Un atteggiamento molto aggressivo che deve aver messo in apprensione il fronte francese. Nelle ultime ore, infatti, avanza un’altra ipotesi. Vivendi, per guadagnare tempo potrebbe mandare deserta l’assemblea del 24 aprile. Avrebbe così più tempo per organizzare la difesa proponendo una lista di consiglieri formata da molti avvocati. In questo modo potrebbe rintuzzare punto su punto l’offensiva di Elliott sul piano legale.
Proprio l’incertezza rende i sindacati ancora più rigidi. Da quando è stata privatizzata Telecom ha già cambiato quattro volte proprietà. Una girandola che certo non ha poprtato benefici all’azienda. Casomai il contrario. Quella che era una delle più importanti compagnie telefoniche mondiali, solida e con una vasta rete di presenza internazionale è diventata una società prevalentemente italiana (tranne Tim Brasil) molto indebitata (25 miliardi). Ora la nuova partita: Elliott vuole lo scorporo della rete da conferire in una società le cui azioni dovrebbero essere distribuite ai soci Tim: un po’ come ha fatto Marchionne con la Ferrari. A questo punto sarebbe facile per Cdp intervenire acquistando, almeno in parte, le azioni della rete e poi quotarle in Borsa. Così diventerebbe più semplice l’integrazione con Open Fiber. Come coronamento della manovra ci sarebbe la distribuzione del dividendo e la conversione delle risparmio.

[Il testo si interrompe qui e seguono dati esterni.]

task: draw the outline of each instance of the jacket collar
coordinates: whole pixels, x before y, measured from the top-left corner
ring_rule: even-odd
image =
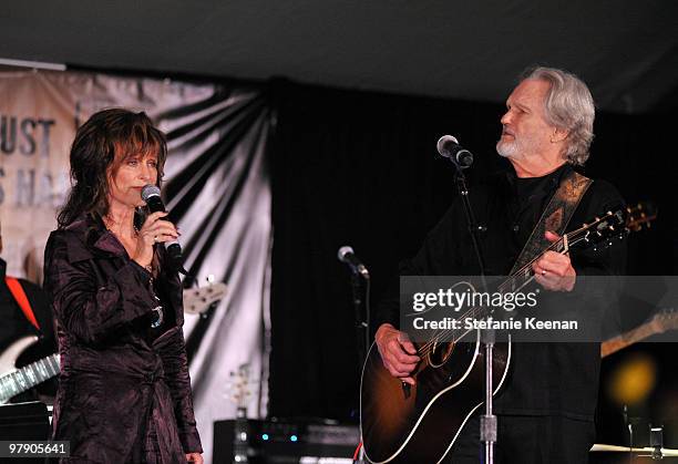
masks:
[[[125,247],[111,230],[106,229],[99,215],[83,214],[71,223],[66,230],[82,234],[88,247],[115,256],[124,256],[126,254]],[[76,250],[73,251],[74,255],[78,255]],[[78,257],[73,256],[73,258],[76,259]]]

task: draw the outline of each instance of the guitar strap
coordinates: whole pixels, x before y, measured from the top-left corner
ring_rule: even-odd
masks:
[[[40,324],[35,319],[35,315],[33,313],[31,303],[29,302],[28,297],[25,296],[25,291],[23,291],[23,288],[21,287],[19,280],[14,277],[4,276],[4,282],[10,289],[10,293],[12,293],[12,297],[14,297],[14,300],[19,303],[19,307],[23,311],[25,318],[29,320],[30,323],[35,327],[35,329],[40,330]]]
[[[593,184],[592,179],[574,169],[569,171],[561,181],[558,189],[551,198],[551,202],[548,202],[548,206],[544,209],[542,217],[537,220],[527,243],[515,260],[510,276],[513,276],[518,269],[522,269],[548,248],[551,243],[545,237],[546,230],[551,230],[559,236],[563,235],[565,227],[567,227],[572,215],[577,209],[577,206],[579,206],[579,202],[590,184]]]

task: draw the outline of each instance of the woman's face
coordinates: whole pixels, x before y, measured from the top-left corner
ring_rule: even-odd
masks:
[[[143,206],[145,203],[141,190],[147,184],[157,184],[157,155],[127,155],[117,171],[109,174],[109,205],[130,208]]]

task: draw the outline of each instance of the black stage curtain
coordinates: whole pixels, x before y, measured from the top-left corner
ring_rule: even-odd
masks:
[[[511,83],[507,82],[506,94]],[[349,272],[351,245],[372,275],[372,308],[397,262],[420,246],[454,196],[443,134],[475,154],[473,178],[506,167],[494,151],[504,105],[271,84],[273,282],[269,414],[357,419],[360,363]],[[633,238],[633,272],[671,274],[669,209],[676,172],[668,121],[598,115],[585,173],[665,213]]]

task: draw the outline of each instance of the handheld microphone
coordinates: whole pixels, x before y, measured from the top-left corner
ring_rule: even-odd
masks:
[[[370,272],[368,272],[364,265],[360,262],[360,259],[358,259],[351,247],[345,246],[339,248],[337,258],[339,258],[341,262],[346,262],[355,274],[364,277],[366,280],[370,279]]]
[[[450,158],[452,163],[456,164],[462,169],[473,164],[473,153],[461,146],[452,135],[443,135],[440,137],[438,141],[438,153],[445,158]]]
[[[146,203],[151,213],[166,212],[165,204],[160,196],[160,188],[156,185],[145,185],[142,188],[142,199]],[[165,249],[172,266],[183,275],[187,275],[188,272],[184,269],[184,257],[178,240],[165,241]]]

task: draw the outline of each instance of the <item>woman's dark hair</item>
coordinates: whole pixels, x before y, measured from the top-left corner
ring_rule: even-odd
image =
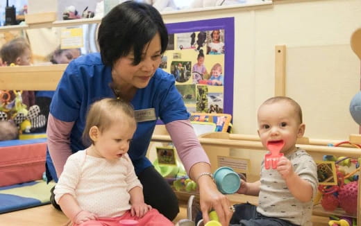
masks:
[[[30,49],[30,46],[23,37],[17,37],[6,43],[0,50],[0,56],[3,62],[9,66],[15,63],[17,58],[21,56],[26,50]]]
[[[117,5],[99,26],[98,42],[103,63],[112,67],[119,58],[133,51],[133,64],[138,64],[143,49],[157,33],[163,53],[168,44],[168,32],[159,12],[151,5],[135,1]]]

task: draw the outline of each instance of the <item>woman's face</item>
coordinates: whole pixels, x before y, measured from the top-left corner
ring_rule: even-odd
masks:
[[[17,65],[30,65],[31,63],[31,51],[30,49],[26,48],[18,59],[17,60]]]
[[[142,89],[148,85],[150,79],[162,60],[160,36],[158,33],[145,46],[142,60],[133,65],[134,53],[118,59],[113,65],[112,76],[117,85],[135,87]]]
[[[213,36],[214,41],[219,41],[219,31],[214,31],[212,36]]]

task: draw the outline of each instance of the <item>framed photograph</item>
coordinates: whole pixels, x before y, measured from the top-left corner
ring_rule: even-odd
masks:
[[[176,149],[173,147],[156,147],[160,165],[176,166]]]

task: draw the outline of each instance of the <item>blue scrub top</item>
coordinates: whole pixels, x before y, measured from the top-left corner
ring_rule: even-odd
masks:
[[[53,97],[50,113],[60,121],[75,121],[70,134],[73,153],[86,148],[81,137],[89,106],[103,98],[115,98],[109,87],[111,82],[111,68],[103,64],[99,53],[73,60],[65,69]],[[131,103],[135,110],[154,108],[157,119],[165,124],[190,117],[176,88],[174,76],[160,69],[156,70],[146,87],[137,89]],[[137,173],[151,166],[145,155],[156,122],[152,120],[137,123],[128,153]],[[55,169],[49,168],[53,168],[52,165],[48,157],[47,166],[57,181]]]

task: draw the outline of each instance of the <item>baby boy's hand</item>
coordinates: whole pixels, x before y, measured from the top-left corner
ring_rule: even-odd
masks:
[[[142,218],[151,209],[151,207],[144,202],[133,204],[131,209],[131,214],[132,216],[136,216],[138,218]]]
[[[73,222],[77,225],[83,223],[87,220],[95,220],[98,216],[96,214],[87,211],[86,210],[81,211],[73,219]]]
[[[287,180],[294,174],[293,166],[291,161],[285,156],[282,156],[277,163],[277,171],[282,178]]]

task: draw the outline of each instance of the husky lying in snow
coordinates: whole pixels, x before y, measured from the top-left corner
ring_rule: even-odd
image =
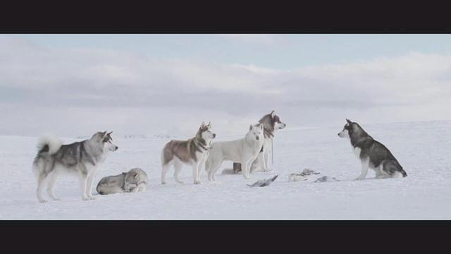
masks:
[[[140,168],[130,169],[117,176],[106,176],[97,184],[101,195],[124,192],[144,191],[147,186],[147,174]]]
[[[213,139],[216,134],[211,132],[211,123],[202,124],[196,136],[187,140],[171,140],[161,152],[161,184],[166,183],[165,178],[169,167],[174,166],[174,179],[183,183],[178,178],[183,164],[192,166],[192,178],[194,184],[200,183],[200,171],[205,164]]]
[[[213,144],[205,164],[209,181],[216,181],[214,174],[224,161],[241,163],[242,175],[248,179],[251,164],[257,159],[264,142],[263,132],[263,124],[251,125],[245,138]]]
[[[259,169],[263,171],[271,170],[269,169],[268,159],[272,152],[273,138],[276,131],[281,130],[287,126],[286,124],[280,121],[280,118],[276,114],[273,110],[270,114],[263,116],[259,123],[263,124],[265,138],[261,152],[259,154],[257,159],[252,162],[251,172],[259,170]],[[227,173],[227,170],[230,171],[230,169],[226,169],[225,173]],[[241,164],[236,162],[233,162],[233,173],[238,174],[240,171],[241,171]]]
[[[350,140],[354,153],[360,159],[362,172],[356,180],[364,179],[368,174],[368,168],[376,171],[377,178],[407,176],[388,148],[373,139],[359,123],[349,119],[346,121],[338,136]]]
[[[37,155],[33,161],[33,171],[37,178],[37,200],[42,197],[42,188],[47,187],[49,196],[59,200],[54,193],[54,187],[61,173],[72,173],[78,176],[82,200],[94,199],[91,193],[92,181],[109,151],[116,151],[111,133],[97,132],[81,142],[62,145],[57,138],[49,135],[41,138],[37,144]]]

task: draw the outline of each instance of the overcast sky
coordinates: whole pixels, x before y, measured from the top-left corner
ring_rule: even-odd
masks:
[[[450,120],[451,35],[3,35],[0,134]]]

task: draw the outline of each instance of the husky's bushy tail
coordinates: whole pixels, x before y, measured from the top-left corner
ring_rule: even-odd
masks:
[[[58,152],[59,148],[63,145],[63,142],[51,134],[46,134],[39,138],[37,141],[37,155],[33,161],[33,173],[35,176],[38,176],[39,173],[39,163],[38,162],[39,155],[43,154],[53,155]]]
[[[58,152],[61,145],[63,142],[59,138],[52,134],[46,134],[37,141],[37,153],[47,152],[53,155]]]

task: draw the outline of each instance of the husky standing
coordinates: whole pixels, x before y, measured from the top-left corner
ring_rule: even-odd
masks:
[[[106,131],[97,132],[89,140],[69,145],[62,145],[58,138],[49,135],[41,138],[37,144],[37,155],[33,161],[33,171],[37,178],[37,200],[46,202],[42,197],[44,186],[51,199],[59,200],[53,189],[61,173],[77,175],[82,200],[94,199],[91,189],[99,166],[105,160],[109,151],[118,150],[111,143],[111,134]]]
[[[246,136],[232,141],[216,142],[205,164],[209,181],[216,181],[214,174],[224,161],[237,162],[242,165],[242,175],[249,179],[250,167],[261,150],[264,142],[262,123],[252,125]]]
[[[251,166],[251,172],[254,171],[259,167],[263,171],[268,171],[269,169],[268,159],[272,152],[273,138],[277,130],[280,130],[287,126],[286,124],[280,121],[280,118],[276,114],[273,110],[270,114],[267,114],[259,121],[259,123],[263,124],[264,142],[261,148],[261,152],[259,154],[257,159],[252,162]],[[241,171],[241,164],[237,162],[233,162],[233,173],[237,174]]]
[[[211,132],[211,123],[204,122],[199,128],[196,136],[187,140],[171,140],[161,152],[161,184],[166,183],[165,179],[171,165],[174,166],[174,179],[183,183],[178,175],[183,164],[192,166],[192,178],[194,184],[199,184],[200,171],[209,156],[209,150],[216,134]]]
[[[346,121],[347,123],[338,136],[350,139],[354,153],[360,159],[362,172],[356,180],[364,179],[368,174],[368,168],[376,171],[377,178],[407,176],[388,148],[373,140],[359,123],[349,119]]]

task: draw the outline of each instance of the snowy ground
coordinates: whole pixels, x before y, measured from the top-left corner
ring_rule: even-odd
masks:
[[[271,172],[254,174],[250,180],[218,174],[218,183],[209,183],[203,171],[201,185],[192,184],[186,167],[185,183],[173,181],[173,169],[168,183],[159,183],[160,151],[168,140],[115,139],[119,150],[109,155],[95,184],[104,176],[140,167],[150,178],[147,191],[82,201],[77,180],[63,176],[55,189],[62,200],[39,203],[30,166],[37,138],[0,136],[0,219],[451,219],[451,121],[362,126],[390,149],[408,177],[375,179],[370,170],[366,179],[351,181],[358,176],[360,163],[349,141],[337,135],[340,123],[335,128],[283,130],[275,140]],[[305,167],[321,174],[288,181],[290,173]],[[246,186],[276,174],[279,178],[270,186]],[[314,183],[324,175],[343,181]]]

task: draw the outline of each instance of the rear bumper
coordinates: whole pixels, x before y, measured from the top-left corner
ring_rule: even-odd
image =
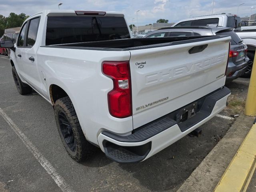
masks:
[[[120,163],[145,160],[214,117],[226,107],[230,94],[230,90],[224,87],[195,101],[192,103],[198,104],[198,111],[182,122],[174,117],[191,104],[136,129],[128,136],[103,131],[98,136],[99,146],[108,158]]]
[[[248,66],[250,64],[249,61],[250,60],[249,58],[247,57],[245,61],[239,65],[235,65],[232,63],[232,66],[230,66],[231,65],[229,64],[227,74],[228,74],[231,72],[234,73],[232,76],[230,77],[227,76],[226,77],[226,84],[231,82],[233,80],[240,77],[243,74],[246,72]]]

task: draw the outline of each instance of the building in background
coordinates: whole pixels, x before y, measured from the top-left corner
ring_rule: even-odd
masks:
[[[256,26],[256,14],[253,14],[250,17],[241,17],[242,26]]]
[[[170,27],[174,23],[154,23],[152,25],[138,26],[138,34],[148,33],[151,31],[157,30],[163,27]],[[132,34],[134,35],[137,34],[136,26],[133,27]]]

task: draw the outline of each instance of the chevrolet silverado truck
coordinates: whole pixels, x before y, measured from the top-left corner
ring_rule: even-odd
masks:
[[[96,146],[120,163],[144,160],[224,109],[228,36],[130,38],[121,13],[46,10],[28,18],[11,49],[21,94],[54,107],[70,156]]]

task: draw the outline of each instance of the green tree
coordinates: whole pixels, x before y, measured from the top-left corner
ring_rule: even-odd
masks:
[[[17,15],[14,13],[11,13],[7,18],[6,28],[12,28],[13,27],[20,27],[24,21],[29,16],[26,16],[24,13],[21,13]]]
[[[159,19],[157,21],[156,21],[157,23],[168,23],[169,21],[169,20],[168,19]]]
[[[129,26],[130,27],[130,29],[131,30],[132,30],[132,27],[135,27],[135,26],[134,24],[132,24],[132,24],[130,25]]]
[[[6,25],[6,18],[4,16],[0,15],[0,37],[4,34]]]

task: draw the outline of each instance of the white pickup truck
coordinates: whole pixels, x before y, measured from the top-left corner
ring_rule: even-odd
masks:
[[[144,160],[226,107],[230,36],[130,36],[121,14],[46,10],[25,21],[16,44],[1,41],[18,91],[52,105],[78,162],[94,145],[119,163]]]

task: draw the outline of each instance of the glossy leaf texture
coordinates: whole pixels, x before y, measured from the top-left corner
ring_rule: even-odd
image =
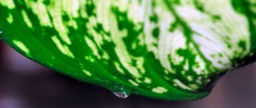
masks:
[[[1,0],[1,36],[28,58],[119,96],[191,100],[255,60],[255,0]]]

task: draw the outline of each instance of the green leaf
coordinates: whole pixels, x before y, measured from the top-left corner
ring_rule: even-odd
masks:
[[[112,90],[205,97],[255,60],[253,0],[1,0],[2,39],[28,58]]]

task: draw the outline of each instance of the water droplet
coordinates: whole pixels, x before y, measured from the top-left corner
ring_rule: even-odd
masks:
[[[120,92],[114,92],[114,94],[119,97],[119,98],[123,98],[123,99],[125,99],[125,98],[127,98],[129,96],[128,94],[126,94],[126,93],[120,93]]]
[[[130,89],[119,86],[116,86],[112,91],[116,96],[122,99],[127,98],[132,93]]]

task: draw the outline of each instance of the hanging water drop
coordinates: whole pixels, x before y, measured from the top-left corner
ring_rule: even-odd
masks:
[[[126,99],[131,94],[131,89],[124,86],[116,86],[112,91],[119,98]]]

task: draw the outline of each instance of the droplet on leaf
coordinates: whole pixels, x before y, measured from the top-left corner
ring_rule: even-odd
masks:
[[[122,99],[127,98],[131,94],[131,89],[123,86],[116,86],[112,91],[116,96]]]

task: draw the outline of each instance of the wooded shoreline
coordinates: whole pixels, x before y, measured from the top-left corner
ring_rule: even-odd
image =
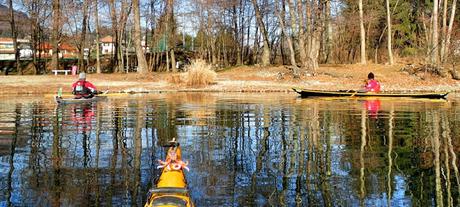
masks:
[[[111,93],[147,92],[292,92],[292,87],[319,90],[343,90],[359,88],[369,71],[376,74],[384,91],[446,91],[460,92],[460,81],[450,77],[430,74],[410,75],[400,66],[382,65],[330,65],[322,66],[313,76],[293,78],[292,71],[284,66],[229,68],[217,73],[214,84],[189,87],[174,83],[174,76],[181,73],[88,74],[87,80],[98,90]],[[70,85],[77,79],[72,75],[0,76],[0,94],[50,94],[58,88],[70,92]]]

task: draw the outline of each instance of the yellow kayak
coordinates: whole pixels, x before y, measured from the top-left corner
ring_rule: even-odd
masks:
[[[158,168],[163,168],[163,171],[156,187],[149,190],[149,198],[145,207],[193,207],[184,175],[184,169],[188,170],[187,163],[181,159],[179,143],[173,139],[168,147],[166,160],[159,160]]]

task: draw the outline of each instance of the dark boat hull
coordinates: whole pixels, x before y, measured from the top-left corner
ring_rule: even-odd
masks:
[[[107,97],[105,96],[94,96],[92,98],[80,98],[80,99],[75,99],[75,98],[62,98],[55,96],[54,100],[58,104],[78,104],[78,103],[90,103],[94,101],[100,101],[103,99],[106,99]]]
[[[446,98],[448,92],[443,93],[371,93],[371,92],[356,92],[356,91],[320,91],[293,88],[302,97],[322,96],[322,97],[408,97],[408,98],[430,98],[441,99]]]

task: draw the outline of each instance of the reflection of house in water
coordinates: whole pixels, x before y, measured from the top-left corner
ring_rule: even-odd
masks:
[[[19,58],[32,58],[32,47],[30,41],[18,39]],[[13,38],[0,38],[0,60],[14,60]]]
[[[114,54],[115,51],[115,40],[113,39],[112,36],[105,36],[99,40],[100,44],[100,49],[101,49],[101,54],[102,55],[112,55]],[[141,41],[142,48],[144,49],[144,52],[149,51],[149,47],[146,45],[145,40]],[[131,42],[131,44],[126,45],[124,42],[121,45],[121,48],[123,50],[123,54],[126,54],[126,48],[128,48],[128,53],[130,55],[135,55],[136,50],[134,48],[134,43]]]
[[[78,49],[68,43],[61,43],[58,46],[59,58],[76,58],[78,57]],[[42,43],[37,48],[37,55],[41,57],[51,57],[53,55],[53,45],[48,42]]]

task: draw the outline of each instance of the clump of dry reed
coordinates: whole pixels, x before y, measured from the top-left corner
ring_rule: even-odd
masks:
[[[197,59],[186,68],[187,72],[181,75],[172,75],[169,82],[173,84],[185,84],[190,87],[207,86],[215,82],[217,73],[206,61]]]

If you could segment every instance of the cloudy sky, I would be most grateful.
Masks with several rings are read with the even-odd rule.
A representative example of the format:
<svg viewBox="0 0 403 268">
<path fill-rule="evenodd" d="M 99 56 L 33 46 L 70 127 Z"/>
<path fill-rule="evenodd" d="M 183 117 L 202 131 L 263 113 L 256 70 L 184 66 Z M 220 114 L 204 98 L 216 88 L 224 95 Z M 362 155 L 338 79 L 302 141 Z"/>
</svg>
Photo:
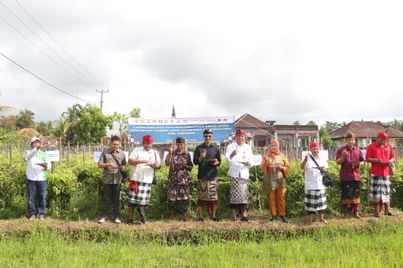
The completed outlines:
<svg viewBox="0 0 403 268">
<path fill-rule="evenodd" d="M 106 115 L 170 117 L 175 105 L 177 117 L 249 113 L 278 124 L 402 120 L 402 8 L 0 0 L 0 105 L 55 120 L 109 90 Z"/>
</svg>

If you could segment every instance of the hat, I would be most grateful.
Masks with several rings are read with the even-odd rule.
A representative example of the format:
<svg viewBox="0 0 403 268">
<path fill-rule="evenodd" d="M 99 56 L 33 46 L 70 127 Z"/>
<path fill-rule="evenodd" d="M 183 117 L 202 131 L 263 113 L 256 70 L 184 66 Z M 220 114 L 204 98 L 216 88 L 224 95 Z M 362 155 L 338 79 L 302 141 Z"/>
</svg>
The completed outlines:
<svg viewBox="0 0 403 268">
<path fill-rule="evenodd" d="M 32 139 L 31 139 L 31 144 L 32 144 L 32 142 L 35 142 L 35 140 L 40 140 L 40 139 L 38 137 L 33 137 Z"/>
<path fill-rule="evenodd" d="M 317 142 L 311 142 L 309 144 L 309 148 L 313 147 L 320 147 L 320 145 Z"/>
<path fill-rule="evenodd" d="M 383 132 L 379 132 L 377 135 L 377 137 L 380 137 L 381 139 L 386 140 L 387 138 L 389 137 L 389 135 L 386 133 L 384 133 Z"/>
<path fill-rule="evenodd" d="M 347 132 L 346 133 L 346 139 L 355 139 L 356 138 L 356 135 L 354 133 L 350 133 L 349 132 Z"/>
<path fill-rule="evenodd" d="M 242 131 L 242 129 L 237 129 L 235 131 L 235 135 L 246 135 L 246 133 L 245 131 Z"/>
<path fill-rule="evenodd" d="M 186 143 L 186 139 L 183 137 L 178 137 L 176 138 L 176 143 Z"/>
<path fill-rule="evenodd" d="M 211 129 L 205 129 L 205 131 L 203 131 L 203 135 L 205 134 L 213 134 L 213 132 L 212 131 Z"/>
<path fill-rule="evenodd" d="M 143 136 L 143 142 L 152 142 L 154 139 L 150 135 L 145 135 Z"/>
</svg>

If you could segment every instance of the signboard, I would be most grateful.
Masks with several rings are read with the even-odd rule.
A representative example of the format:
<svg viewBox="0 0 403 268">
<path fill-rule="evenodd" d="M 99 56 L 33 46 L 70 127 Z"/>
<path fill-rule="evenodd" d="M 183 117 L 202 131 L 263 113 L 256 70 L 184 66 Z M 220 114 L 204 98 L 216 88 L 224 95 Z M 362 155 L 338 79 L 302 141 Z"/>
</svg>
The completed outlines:
<svg viewBox="0 0 403 268">
<path fill-rule="evenodd" d="M 60 151 L 47 151 L 47 159 L 50 162 L 60 161 Z"/>
<path fill-rule="evenodd" d="M 213 142 L 228 140 L 234 132 L 233 116 L 197 118 L 129 118 L 129 141 L 141 143 L 143 136 L 150 135 L 154 142 L 171 143 L 177 137 L 188 142 L 203 142 L 205 129 L 213 132 Z"/>
</svg>

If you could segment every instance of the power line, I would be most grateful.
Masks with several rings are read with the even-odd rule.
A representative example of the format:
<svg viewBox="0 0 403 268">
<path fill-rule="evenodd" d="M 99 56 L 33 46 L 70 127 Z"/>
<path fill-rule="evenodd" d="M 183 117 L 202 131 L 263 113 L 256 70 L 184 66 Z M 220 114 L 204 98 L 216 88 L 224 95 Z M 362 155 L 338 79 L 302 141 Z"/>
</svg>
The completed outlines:
<svg viewBox="0 0 403 268">
<path fill-rule="evenodd" d="M 53 85 L 51 84 L 50 83 L 47 82 L 46 81 L 43 80 L 43 79 L 41 78 L 40 77 L 38 76 L 36 74 L 34 74 L 32 73 L 31 72 L 30 72 L 30 71 L 27 70 L 26 69 L 24 68 L 22 66 L 19 65 L 18 63 L 15 62 L 14 60 L 11 60 L 10 58 L 7 57 L 6 55 L 4 55 L 3 53 L 2 53 L 1 52 L 0 52 L 0 55 L 1 55 L 2 56 L 3 56 L 3 57 L 6 58 L 6 59 L 8 59 L 8 60 L 10 60 L 10 62 L 12 62 L 14 63 L 15 65 L 18 66 L 19 68 L 22 69 L 24 70 L 25 72 L 29 73 L 29 74 L 31 74 L 32 76 L 36 77 L 37 78 L 38 78 L 38 79 L 40 80 L 41 81 L 45 83 L 46 84 L 50 85 L 51 87 L 56 89 L 56 90 L 59 90 L 59 91 L 61 91 L 61 92 L 63 92 L 64 94 L 68 94 L 68 95 L 69 95 L 69 96 L 72 97 L 73 98 L 77 98 L 77 99 L 79 99 L 79 100 L 81 100 L 81 101 L 86 101 L 86 102 L 88 102 L 88 103 L 97 103 L 96 102 L 94 102 L 94 101 L 87 101 L 87 100 L 86 100 L 86 99 L 79 98 L 79 97 L 76 97 L 76 96 L 72 95 L 71 94 L 70 94 L 70 93 L 68 93 L 68 92 L 66 92 L 64 91 L 64 90 L 61 90 L 61 89 L 58 88 L 58 87 L 55 87 L 54 85 Z"/>
</svg>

Si attende la risposta di Bollorè che nel frattempo ha avviato il braccio di ferro con Silvio Berlusconi su Mediaset. Anche qui profumo di guerra e grandi rialzi. Ieri la doccia fredda: Jp Morgan ha rilasciato un giudizio negativo sulla società immaginando la contrazione del mercato pubblicitario. Il titolo ha perso il 3,5%.